Although bitcoin was created to avoid centralized banking and government money, the technology can be used as a national, centrally banked currency. In fact, the blockchain is so secure that it reduces the cost of verifying transactions, so banks are already looking into it, says David Yermack, chairman of the finance department at New York University’s Stern School of Business. In 50 years, Yermack says, cryptocurrencies could be used as national currencies.
Will Our Future Be In Bitcoin?
Bitcoin was created to work outside national currencies, which is a draw to people who don’t trust central banks, says Yermack.
Those who are hopeful about the rise of bitcoin may have noticed its popularity in countries like Zimbabwe and Venezuela, where it is being used as a major means of exchange when government-issued currencies have failed because of hyperinflation. Bitcoin and other means of exchange have become popular in these countries because transactions can be performed on cell phones, and their value is more stable than the hyper-inflated national currency.

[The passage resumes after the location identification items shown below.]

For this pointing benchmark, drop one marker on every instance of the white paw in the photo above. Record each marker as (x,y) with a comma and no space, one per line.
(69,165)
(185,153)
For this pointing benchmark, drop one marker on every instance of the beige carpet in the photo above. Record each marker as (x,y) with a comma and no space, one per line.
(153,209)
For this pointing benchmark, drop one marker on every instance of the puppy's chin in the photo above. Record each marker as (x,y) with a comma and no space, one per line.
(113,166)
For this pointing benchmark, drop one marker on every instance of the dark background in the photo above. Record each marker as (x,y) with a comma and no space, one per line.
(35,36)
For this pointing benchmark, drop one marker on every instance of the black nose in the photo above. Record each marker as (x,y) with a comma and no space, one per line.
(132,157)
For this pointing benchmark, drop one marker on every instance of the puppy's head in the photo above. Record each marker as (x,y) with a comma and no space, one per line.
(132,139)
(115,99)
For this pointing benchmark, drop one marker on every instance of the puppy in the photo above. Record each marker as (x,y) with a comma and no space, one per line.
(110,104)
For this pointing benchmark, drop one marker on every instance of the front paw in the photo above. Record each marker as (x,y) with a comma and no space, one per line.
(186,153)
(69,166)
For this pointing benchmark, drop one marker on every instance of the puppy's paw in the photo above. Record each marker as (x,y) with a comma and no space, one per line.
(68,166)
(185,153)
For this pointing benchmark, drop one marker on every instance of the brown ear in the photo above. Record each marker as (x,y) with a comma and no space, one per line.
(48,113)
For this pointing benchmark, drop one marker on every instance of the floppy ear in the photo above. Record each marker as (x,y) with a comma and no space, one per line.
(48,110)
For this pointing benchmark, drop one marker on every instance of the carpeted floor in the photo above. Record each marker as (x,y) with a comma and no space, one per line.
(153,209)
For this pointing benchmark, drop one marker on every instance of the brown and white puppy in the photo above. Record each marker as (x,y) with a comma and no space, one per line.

But others believe that bitcoin is too riddled with problems to be the cryptocurrency upon which the future is built. First, it likely can’t be used on a national scale because of how few transactions per minute bitcoin supports. Bitcoin’s framework can only make seven transactions per second, says Ari Juels, computer science professor at Cornell University who studies cryptography and computer security. VISA’s credit card network, for comparison, can handle 65,000 transactions per second.

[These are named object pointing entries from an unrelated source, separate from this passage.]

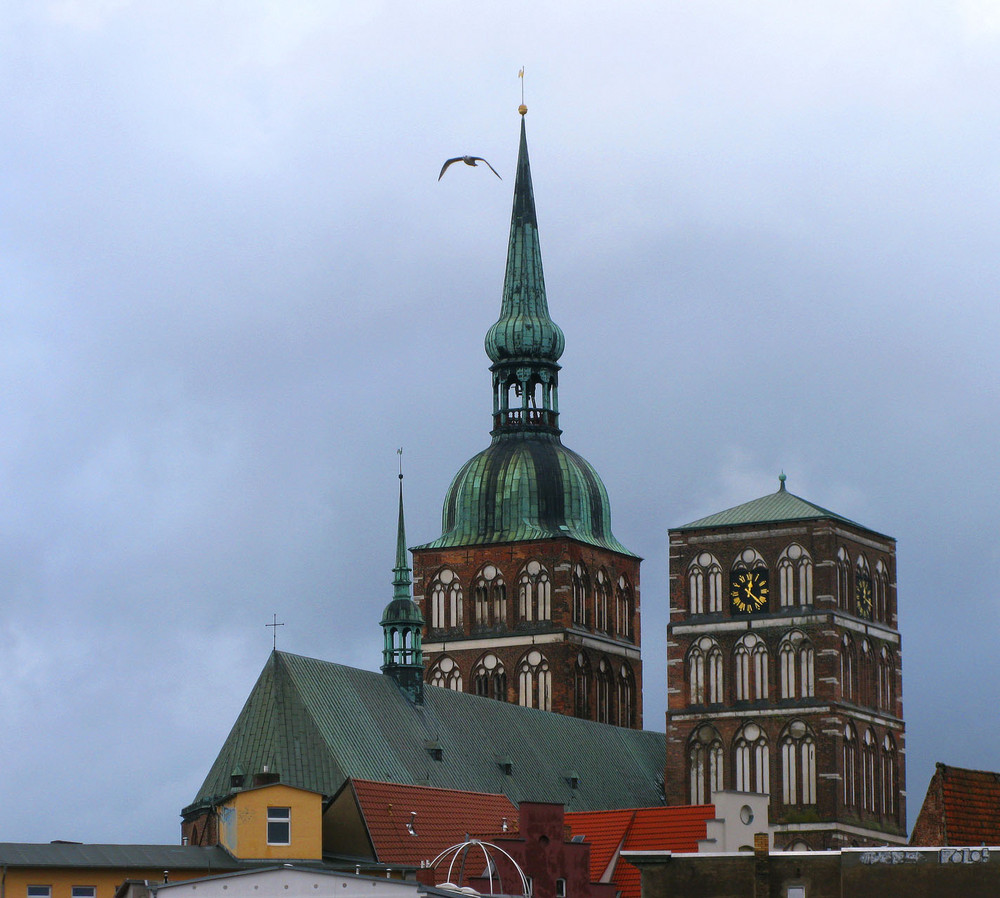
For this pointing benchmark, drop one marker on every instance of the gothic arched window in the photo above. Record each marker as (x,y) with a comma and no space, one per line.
(704,584)
(534,593)
(706,766)
(602,601)
(890,777)
(446,600)
(535,681)
(445,673)
(850,762)
(796,658)
(581,687)
(863,598)
(626,697)
(705,672)
(795,576)
(490,598)
(869,771)
(751,760)
(880,586)
(843,578)
(604,691)
(848,671)
(581,595)
(798,764)
(751,663)
(623,608)
(490,678)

Issues of privacy also stop it from becoming the future of money, says Phillipa Ryan, commercial equity lawyer and lecturer at the University of Technology Sydney. “Bitcoin is problematic in that it provides too much privacy and not enough privacy,” says Juels. “Too much privacy in that it provides enough to give criminals the opportunity to perpetrate a lot of mischief, from ransomware to the Silk Road. Not enough in that transactions are actually traceable by pseudonym.”
Its value also fluctuates too much to provide a stable, functional currency. Unlike traditional currencies, which have a value that is set by the central banking system, the value of bitcoin is driven by speculation about its worth like a stock, says Yermack. So it doesn’t make the cut as a currency. “Traditionally, we think of money as a kind of means of exchange and a store of value,” says Harold James, an economic historian at Princeton. “[Bitcoin] is very good at the means of exchange, but not very good at the store of value.”
Hello. I found information on the Cryptocurrency Blog that today there are more than 6 thousand devices installed in the world, and most of them (65%) are located in the USA, which helps to transfer bitcoin into money. The remaining 35% is distributed across Canada, Great Britain, Austria, and Asia. These machines are designed to buy bitcoin for regular money, but about a third of the devices also support the reverse exchange function. Revised Blog.Switchere news, but nothing like that. Is it true or not?